И Индей Гордеевич покинул его кабинет. Он отправился к себе, заперся на ключ и стал петь «Пролог» из оперы Леонкавалло «Паяцы». Он любил попеть наедине арии из опер, снимая таким образом нервное напряжение. И все в редакции знали: упаси боже в такую минуту заглянуть к нему в кабинет…

С-с-с… Алеко Никитич идет по редакционному коридору в сторону комнатки, где сидит Ольга Владимировна. Он входит к ней и застает ее печатающей. Она сидит на высоком стульчике, подложив красненькую подушечку, и сдувает спадающие на глаза волосы, так напоминающие Симины, Симулины. Алеко Никитич запирает дверь изнутри, подходит к Оле, Оленьке, к ласточке… «Да что это вы, Алеко Никитич?» — шепчет Оля, подставляя ему свои губы.

Только все это грезится Алеко Никитичу, все это ему представляется, пока идет он по редакционному коридору в направлении комнатки, где сидит и печатает машинистка Ольга Владимировна. С-с-с.
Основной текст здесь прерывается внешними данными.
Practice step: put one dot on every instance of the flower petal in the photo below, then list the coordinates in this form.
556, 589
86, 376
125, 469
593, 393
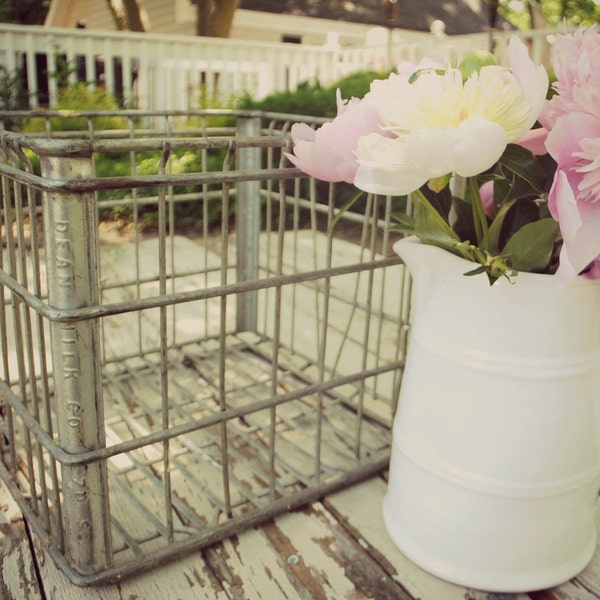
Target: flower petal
384, 168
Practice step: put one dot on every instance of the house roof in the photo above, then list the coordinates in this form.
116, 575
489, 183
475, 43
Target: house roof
459, 16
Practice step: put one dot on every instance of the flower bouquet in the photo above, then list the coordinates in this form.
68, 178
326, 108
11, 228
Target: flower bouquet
500, 175
495, 463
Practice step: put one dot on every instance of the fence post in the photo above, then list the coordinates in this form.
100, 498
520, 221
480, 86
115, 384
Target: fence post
70, 236
247, 215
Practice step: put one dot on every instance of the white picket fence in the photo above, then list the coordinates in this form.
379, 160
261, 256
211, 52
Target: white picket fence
174, 72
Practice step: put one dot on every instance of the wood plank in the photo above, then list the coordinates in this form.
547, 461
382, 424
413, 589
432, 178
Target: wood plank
181, 579
18, 577
359, 508
301, 555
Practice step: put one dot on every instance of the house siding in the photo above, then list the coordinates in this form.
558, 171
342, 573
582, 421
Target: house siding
179, 16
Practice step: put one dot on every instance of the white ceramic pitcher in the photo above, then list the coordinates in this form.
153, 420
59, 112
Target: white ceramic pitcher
495, 465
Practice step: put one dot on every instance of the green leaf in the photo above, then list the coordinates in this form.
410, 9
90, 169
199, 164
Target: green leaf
430, 226
530, 248
346, 207
525, 165
406, 223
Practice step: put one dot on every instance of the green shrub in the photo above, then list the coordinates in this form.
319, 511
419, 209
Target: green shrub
81, 97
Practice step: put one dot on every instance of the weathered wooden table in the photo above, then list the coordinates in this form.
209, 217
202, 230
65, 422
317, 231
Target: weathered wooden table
334, 549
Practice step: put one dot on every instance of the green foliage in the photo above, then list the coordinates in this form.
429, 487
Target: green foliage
24, 12
314, 99
555, 12
13, 95
519, 236
81, 97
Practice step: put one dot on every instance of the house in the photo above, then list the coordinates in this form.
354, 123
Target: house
347, 22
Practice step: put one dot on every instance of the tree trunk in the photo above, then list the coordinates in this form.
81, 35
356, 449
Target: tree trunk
538, 21
214, 17
127, 15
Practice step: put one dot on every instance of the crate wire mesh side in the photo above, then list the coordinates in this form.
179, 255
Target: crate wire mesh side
170, 384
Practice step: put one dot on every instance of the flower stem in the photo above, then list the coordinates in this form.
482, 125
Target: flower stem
479, 219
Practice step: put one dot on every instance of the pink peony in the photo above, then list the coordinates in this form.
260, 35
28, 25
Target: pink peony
576, 62
328, 152
574, 142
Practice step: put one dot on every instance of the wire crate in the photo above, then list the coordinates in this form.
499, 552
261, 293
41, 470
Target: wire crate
195, 336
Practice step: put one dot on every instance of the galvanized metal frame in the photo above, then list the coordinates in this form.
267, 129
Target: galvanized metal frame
88, 431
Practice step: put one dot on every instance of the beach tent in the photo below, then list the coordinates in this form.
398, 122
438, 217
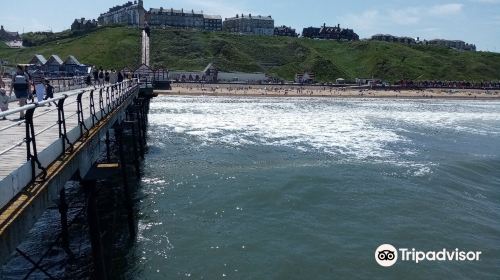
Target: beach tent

А она сидела в своей маленькой комнатке в конце коридора, подложив на стул, как всегда, красную подушечку, и гнала к четырем часам принесенную ей утром новую рукопись из тетрадки в черном кожаном переплете. Почерк был незнакомый, не очень разборчивый, так что время от времени ей приходилось склоняться над тетрадкой, и тогда вымытые с ночи волосы спадали на глаза, и она сдувала их, выпятив искусанную нижнюю губу. И по мере того, как она все больше и больше углублялась в содержание, чувство безграничной жалости помимо ее воли заполняло каждую клеточку тела. В горле сформировался затруднявший дыхание комок, и в конце концов она даже вынуждена быль оторваться от работы и выпить валериановых капель, которые всегда держала при себе вахтерша Аня. Ольга Владимировна ясно представляла себя на странном и знойном заброшенном острове, запертой в роскошном дворце, без малейших шансов обрести свободу. Она находила много общего в Олвис с собой и со всеми женщинами, с которыми когда-либо была знакома, о которых когда-либо что-либо читала или слышала, переживая даже за тех женщин, о существовании которых ей было абсолютно неизвестно. И сколько ни пыталась Ольга Владимировна отделаться от навязчивых ощущений, ничего у нее не получалось. Она решила, что заболела, причем могла сказать, когда заболела; сегодня утром, едва раскрыв тетрадку в черном кожаном переплете.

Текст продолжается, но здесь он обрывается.